見舞いだよ、見舞い。知り合いが入院しててね。うん、そんなに悪くは無いんだが、入院中に一回くらいは見舞いに行かないとな。
*****
魔導院中央総合病院は、外科や内科は当然として、耳鼻科、眼科、小児科、産婦人科など五十以上の診療部門に病床数一千床を超える大病院だ。医学部も併設され、魔導院薬学科との連携も取れている。
広大な敷地に立つ病院は、連絡通路で魔導院とも繋がっていて遠目には同じ建物にも見える。三階までが外来で、そこから上が病棟だ。案内看板を見る限り最上階は十四階だった。
広い正面玄関の前には庭園の様な庭が拡がり、遊歩道が整備されている。ベンチも点在しているが、さすがに冷え込んだ季節の夕方には入院患者の姿は無い。
ここに来たのは久しぶりだ。婆ちゃんが亡くなって以来だな。魔導院中央総合病院は基本的に重篤な患者しか受け付けない。受けるとしたら金持ちか、魔導院にとっての重要人物だろう。
もうじき日が暮れるというのに、広いロビーには老若男女、様々な種族が入り乱れていた。どんなに医術が、神聖術が、錬金術が発展しようが、人は病を患い、怪我を負い、いずれ死ぬ。
院内には、数台の錬金昇降機が設置されていた。さすがは大病院だ。ルルティアの病室は最上階と聞いている。使わない手は無いだろう。

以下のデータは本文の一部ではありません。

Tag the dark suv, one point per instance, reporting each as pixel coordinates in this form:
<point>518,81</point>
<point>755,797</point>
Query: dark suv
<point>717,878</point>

昇降機乗り場で最上階直通の錬金昇降機を待った。しっかし錬金昇降機、増えたなぁ。需要が増えたのか? 価格が下がったのか? 価格が下がったから需要が増えたのか? 経済ってのは生物だ。
気の抜けたチャイムが鳴り、鈍重な扉が開く。錬金昇降機の中にいたのは、俺より頭一つ高い色付き眼鏡と、俺より頭一つ低い真紅の髪。司令官と護衛か。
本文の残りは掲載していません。